Samichlaus lives in a forest with his helper Schmutzli. They leave the forest with a donkey carrying bags full of peanuts, walnuts, and mandarins for kids. Usually, they arrive at a village on the Sunday night before Santa Day, December 6th.
My first Santa welcoming was last year, in the Städtli of Greifensee, a charming little old town by the lake. It was a very cold night and the plaza in front of an ivy covered mid-evil castle was packed with families and baby strollers. The parents were queuing for a cup of Glühwein (mulled wine), while their kids enjoyed free hot syrup with free refills (about the only free drinks available in Switzerland, right?).

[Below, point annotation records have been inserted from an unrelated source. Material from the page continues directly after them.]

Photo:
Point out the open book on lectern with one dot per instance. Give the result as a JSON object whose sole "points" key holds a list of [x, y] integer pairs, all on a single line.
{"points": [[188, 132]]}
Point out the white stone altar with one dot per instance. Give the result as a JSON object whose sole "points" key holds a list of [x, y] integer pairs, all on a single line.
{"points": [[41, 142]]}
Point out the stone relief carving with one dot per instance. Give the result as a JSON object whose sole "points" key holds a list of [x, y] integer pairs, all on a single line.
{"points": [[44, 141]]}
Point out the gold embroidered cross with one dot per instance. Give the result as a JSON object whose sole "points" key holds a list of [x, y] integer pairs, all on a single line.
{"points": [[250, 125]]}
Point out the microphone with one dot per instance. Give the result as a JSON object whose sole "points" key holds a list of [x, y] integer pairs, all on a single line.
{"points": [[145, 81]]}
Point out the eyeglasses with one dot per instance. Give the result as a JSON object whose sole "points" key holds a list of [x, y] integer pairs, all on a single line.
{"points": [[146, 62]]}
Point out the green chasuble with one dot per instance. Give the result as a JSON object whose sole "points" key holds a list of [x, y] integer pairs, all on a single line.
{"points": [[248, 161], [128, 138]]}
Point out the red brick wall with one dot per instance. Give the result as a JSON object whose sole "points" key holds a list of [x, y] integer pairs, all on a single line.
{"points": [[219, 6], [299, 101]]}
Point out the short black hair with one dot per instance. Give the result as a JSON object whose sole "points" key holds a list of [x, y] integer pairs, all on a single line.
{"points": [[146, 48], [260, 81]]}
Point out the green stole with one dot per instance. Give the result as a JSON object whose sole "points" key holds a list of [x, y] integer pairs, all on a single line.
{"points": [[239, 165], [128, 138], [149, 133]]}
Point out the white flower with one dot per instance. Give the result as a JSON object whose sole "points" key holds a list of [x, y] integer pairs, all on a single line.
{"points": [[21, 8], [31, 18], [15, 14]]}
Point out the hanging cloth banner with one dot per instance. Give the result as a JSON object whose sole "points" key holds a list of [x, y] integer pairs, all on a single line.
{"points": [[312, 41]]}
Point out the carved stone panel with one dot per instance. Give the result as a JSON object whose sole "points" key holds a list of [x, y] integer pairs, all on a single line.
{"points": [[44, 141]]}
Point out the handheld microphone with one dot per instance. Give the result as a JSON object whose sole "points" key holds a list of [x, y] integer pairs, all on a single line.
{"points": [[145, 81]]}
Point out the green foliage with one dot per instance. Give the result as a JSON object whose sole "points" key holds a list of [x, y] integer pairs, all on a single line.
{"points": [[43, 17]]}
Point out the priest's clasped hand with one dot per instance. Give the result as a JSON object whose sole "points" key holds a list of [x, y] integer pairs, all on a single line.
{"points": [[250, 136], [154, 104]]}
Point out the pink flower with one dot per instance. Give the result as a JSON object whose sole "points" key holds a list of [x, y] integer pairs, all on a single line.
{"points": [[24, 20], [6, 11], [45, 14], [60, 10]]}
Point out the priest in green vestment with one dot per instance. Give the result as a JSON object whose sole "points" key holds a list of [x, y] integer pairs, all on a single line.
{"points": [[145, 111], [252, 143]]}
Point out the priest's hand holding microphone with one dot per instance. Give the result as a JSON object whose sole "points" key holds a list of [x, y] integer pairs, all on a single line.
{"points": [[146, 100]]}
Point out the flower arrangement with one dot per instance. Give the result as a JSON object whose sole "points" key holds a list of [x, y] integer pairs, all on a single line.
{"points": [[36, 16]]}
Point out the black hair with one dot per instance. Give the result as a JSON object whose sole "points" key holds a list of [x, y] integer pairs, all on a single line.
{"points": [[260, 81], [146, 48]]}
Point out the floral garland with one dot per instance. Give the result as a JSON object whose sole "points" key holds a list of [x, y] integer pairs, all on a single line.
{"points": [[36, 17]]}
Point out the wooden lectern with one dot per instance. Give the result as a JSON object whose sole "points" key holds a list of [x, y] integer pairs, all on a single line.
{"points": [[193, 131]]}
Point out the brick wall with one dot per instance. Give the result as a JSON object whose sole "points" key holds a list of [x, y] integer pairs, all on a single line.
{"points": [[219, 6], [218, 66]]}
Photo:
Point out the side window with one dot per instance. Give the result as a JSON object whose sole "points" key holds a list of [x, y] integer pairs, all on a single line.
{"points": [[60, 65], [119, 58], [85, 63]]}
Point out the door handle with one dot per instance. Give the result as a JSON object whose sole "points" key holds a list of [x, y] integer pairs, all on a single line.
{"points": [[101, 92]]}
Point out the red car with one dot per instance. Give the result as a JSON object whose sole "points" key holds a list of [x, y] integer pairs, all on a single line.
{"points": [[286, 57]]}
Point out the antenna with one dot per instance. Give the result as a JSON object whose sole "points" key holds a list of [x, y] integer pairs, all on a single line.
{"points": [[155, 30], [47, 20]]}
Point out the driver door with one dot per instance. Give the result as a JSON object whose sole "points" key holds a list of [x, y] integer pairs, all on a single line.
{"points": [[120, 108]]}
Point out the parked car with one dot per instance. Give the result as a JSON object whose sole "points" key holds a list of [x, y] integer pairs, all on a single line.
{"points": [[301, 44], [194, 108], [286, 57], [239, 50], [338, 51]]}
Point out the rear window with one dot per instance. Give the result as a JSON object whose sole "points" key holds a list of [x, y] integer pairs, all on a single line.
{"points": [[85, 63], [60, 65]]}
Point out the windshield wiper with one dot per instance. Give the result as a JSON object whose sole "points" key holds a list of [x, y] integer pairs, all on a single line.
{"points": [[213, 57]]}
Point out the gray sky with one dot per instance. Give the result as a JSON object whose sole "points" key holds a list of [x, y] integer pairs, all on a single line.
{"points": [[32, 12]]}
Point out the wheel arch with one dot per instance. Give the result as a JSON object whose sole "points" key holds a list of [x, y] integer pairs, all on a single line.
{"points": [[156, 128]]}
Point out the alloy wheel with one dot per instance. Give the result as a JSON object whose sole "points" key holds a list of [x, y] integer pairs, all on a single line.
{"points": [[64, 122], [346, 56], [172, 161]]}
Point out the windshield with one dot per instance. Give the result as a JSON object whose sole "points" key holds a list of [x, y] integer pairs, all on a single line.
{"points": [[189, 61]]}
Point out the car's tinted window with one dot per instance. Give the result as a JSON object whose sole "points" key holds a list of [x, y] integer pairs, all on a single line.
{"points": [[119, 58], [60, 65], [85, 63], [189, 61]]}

As the old church bells played, a huge wooden carriage arrived with tinkling of gold bells pulled by four horses galloping on the cobblestone. Peeking through tall parents with kids on their shoulders, I did not miss the historical moment: Samichlaus, the Swiss Santa, was there in a red hood getting off the carriage, followed by Schmutzli in a brown coat!
Yay! I have finally spotted Samichlaus!
Oh, wait! Another pair of Samichlaus and Schmutzli? Hum? Wow, the third pair? Ah... Here comes the forth... and the fifth!? There were no less than seven Santas in this little town! Is this the North Pole of Switzerland, or what? I turned my head to my Swiss husband for explanation. He calmly looked into my puzzled eyes and said, "There are many forests in Switzerland." So, there are as many Samichlaus and Schmutzli as there are forests...

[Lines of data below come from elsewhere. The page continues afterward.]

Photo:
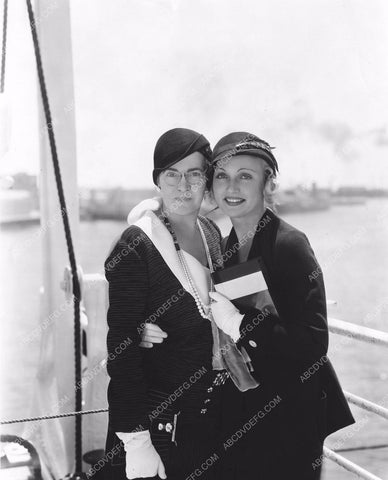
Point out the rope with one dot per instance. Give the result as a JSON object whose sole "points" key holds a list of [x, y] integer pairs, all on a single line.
{"points": [[4, 45], [50, 417], [70, 248]]}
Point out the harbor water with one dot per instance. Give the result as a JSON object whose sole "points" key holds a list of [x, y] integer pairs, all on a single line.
{"points": [[351, 243]]}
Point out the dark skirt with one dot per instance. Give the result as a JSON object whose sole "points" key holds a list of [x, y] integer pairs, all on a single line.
{"points": [[191, 455]]}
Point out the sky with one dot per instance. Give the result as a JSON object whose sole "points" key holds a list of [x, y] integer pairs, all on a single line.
{"points": [[311, 78]]}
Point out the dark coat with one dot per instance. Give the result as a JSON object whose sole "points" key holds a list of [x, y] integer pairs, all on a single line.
{"points": [[143, 288], [288, 355]]}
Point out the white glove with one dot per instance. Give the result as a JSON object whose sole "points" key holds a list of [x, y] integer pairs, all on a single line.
{"points": [[141, 460], [226, 315]]}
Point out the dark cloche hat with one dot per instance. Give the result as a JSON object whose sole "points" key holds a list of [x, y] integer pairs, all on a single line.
{"points": [[175, 145], [244, 143]]}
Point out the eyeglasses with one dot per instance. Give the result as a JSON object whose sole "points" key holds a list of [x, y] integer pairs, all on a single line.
{"points": [[193, 177]]}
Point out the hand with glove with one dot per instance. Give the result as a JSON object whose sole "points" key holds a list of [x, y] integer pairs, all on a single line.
{"points": [[226, 315], [151, 334], [141, 460]]}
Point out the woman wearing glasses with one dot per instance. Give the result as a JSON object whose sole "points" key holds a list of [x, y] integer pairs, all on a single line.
{"points": [[276, 413], [161, 406]]}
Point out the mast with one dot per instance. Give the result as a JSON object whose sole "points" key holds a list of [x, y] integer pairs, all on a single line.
{"points": [[55, 390]]}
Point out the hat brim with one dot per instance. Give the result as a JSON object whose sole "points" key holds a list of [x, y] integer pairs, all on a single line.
{"points": [[226, 155]]}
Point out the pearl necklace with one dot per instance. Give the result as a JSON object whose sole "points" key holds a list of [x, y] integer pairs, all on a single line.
{"points": [[203, 309]]}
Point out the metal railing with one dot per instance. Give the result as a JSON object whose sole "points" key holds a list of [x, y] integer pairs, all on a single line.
{"points": [[369, 335]]}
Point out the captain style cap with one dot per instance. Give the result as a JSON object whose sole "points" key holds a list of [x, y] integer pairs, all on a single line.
{"points": [[244, 143], [175, 145]]}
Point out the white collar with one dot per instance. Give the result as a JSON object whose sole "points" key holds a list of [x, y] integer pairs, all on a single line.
{"points": [[157, 232]]}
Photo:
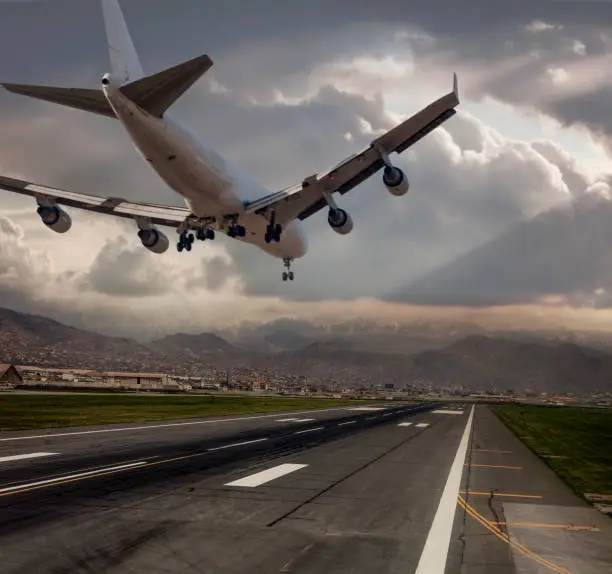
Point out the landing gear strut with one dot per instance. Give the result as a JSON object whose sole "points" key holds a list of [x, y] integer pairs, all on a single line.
{"points": [[235, 230], [288, 274], [185, 241], [203, 234], [273, 230]]}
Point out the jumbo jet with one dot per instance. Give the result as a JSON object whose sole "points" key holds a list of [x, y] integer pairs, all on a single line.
{"points": [[219, 197]]}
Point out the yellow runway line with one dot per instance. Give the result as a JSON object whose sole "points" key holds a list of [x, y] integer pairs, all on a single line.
{"points": [[471, 511], [495, 466], [544, 525], [472, 493]]}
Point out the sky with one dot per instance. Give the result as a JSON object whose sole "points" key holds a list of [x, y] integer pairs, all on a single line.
{"points": [[295, 88]]}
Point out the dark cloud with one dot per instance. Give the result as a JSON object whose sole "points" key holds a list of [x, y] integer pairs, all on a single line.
{"points": [[125, 269], [562, 253], [282, 109]]}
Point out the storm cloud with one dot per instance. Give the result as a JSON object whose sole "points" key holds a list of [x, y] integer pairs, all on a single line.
{"points": [[286, 101]]}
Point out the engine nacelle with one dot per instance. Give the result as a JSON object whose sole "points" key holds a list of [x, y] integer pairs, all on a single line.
{"points": [[340, 221], [154, 240], [54, 218], [395, 181]]}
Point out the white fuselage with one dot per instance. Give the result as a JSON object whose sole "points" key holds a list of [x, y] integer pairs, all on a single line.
{"points": [[210, 185]]}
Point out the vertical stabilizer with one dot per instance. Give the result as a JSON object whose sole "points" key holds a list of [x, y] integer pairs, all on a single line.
{"points": [[125, 66]]}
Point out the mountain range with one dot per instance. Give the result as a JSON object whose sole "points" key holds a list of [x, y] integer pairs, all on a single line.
{"points": [[440, 353]]}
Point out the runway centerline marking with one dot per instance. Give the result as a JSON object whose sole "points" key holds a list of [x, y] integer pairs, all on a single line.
{"points": [[26, 456], [309, 430], [264, 476], [435, 551], [232, 445], [168, 425]]}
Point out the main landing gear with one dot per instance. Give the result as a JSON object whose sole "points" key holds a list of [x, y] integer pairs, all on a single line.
{"points": [[288, 274], [235, 230], [273, 230], [186, 239]]}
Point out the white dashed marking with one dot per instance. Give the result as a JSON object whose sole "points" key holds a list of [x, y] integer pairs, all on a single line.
{"points": [[25, 456], [309, 430], [264, 476]]}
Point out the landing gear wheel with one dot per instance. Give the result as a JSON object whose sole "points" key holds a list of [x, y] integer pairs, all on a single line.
{"points": [[185, 242], [273, 233], [287, 274], [236, 231]]}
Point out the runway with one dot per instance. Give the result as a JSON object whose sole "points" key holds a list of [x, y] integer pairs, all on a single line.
{"points": [[401, 489]]}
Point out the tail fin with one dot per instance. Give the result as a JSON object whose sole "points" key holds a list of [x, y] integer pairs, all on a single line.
{"points": [[125, 66]]}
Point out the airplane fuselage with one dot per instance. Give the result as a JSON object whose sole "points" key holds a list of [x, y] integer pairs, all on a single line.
{"points": [[209, 183]]}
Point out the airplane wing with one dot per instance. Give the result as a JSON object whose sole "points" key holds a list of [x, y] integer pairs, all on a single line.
{"points": [[305, 199], [158, 214]]}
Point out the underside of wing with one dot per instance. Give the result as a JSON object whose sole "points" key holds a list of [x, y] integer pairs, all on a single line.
{"points": [[155, 214], [303, 200]]}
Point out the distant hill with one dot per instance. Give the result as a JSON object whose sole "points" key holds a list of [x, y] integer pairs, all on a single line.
{"points": [[479, 362], [32, 339], [512, 360]]}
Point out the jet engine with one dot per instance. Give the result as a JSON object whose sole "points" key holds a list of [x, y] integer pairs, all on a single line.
{"points": [[395, 181], [154, 240], [54, 218], [340, 221]]}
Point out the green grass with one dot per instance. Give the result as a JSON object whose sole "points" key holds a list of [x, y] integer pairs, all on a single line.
{"points": [[32, 411], [582, 437]]}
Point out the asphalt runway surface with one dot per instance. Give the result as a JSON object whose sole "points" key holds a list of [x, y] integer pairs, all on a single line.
{"points": [[425, 489]]}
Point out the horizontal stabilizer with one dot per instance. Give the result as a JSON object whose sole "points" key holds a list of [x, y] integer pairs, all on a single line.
{"points": [[158, 92], [82, 99], [154, 94]]}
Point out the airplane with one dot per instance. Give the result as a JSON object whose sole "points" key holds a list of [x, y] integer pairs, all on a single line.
{"points": [[219, 197]]}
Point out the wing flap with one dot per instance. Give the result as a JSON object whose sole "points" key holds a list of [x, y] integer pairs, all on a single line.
{"points": [[119, 207], [303, 201]]}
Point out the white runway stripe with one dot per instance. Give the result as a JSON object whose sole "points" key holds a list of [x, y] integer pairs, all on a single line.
{"points": [[264, 476], [309, 430], [435, 551], [25, 456], [69, 477]]}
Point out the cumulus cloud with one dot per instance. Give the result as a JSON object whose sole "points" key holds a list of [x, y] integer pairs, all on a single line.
{"points": [[284, 110]]}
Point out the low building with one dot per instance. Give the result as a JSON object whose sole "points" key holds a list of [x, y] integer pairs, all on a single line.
{"points": [[9, 376]]}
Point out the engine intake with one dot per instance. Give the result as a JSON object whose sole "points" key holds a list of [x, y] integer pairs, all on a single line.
{"points": [[54, 218], [340, 221], [154, 240], [395, 181]]}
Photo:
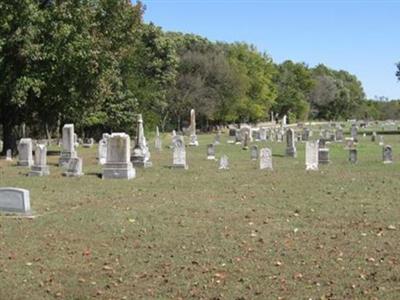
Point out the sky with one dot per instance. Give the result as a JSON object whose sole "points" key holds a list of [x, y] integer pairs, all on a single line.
{"points": [[361, 37]]}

Now, that also explains why dozens of pairs of Santas and Schmutzli parade through Zürich's downtown every year. It was actually a bit horrific to watch the sea of red riding hoods accompanied with men wearing long curly black beards on dark, painted faces...
A year later, I noticed several signs of American winter spirit spreading during the simple, modest Swiss holiday season. More balconies and windows are decorated with bright electric lights, even in reindeer, angel, or star shapes.
Some gardens are invaded by plastic Santas and Frosty the Snowman statues:
The Christmas sections at Obi and Jumbo hardware stores are just as jolly as their American equivalents at Lowe's and Home Depot.
(Photographs copyright fotofreak.ch)
Even the Samichlaus Arrival Night has changed: Instead of the traditional, all red hooded cape, many Santas nowadays wear American Santa hats with the bonbon ball tip. In fact, the Santa hat and suites were commercially created by Coca Cola.
The other day, I was pretty shocked to see a Swiss Samichlaus with an American Santa suit sporting a black belt at Volkiland, a small shopping mall. A true Newly Swissed moment.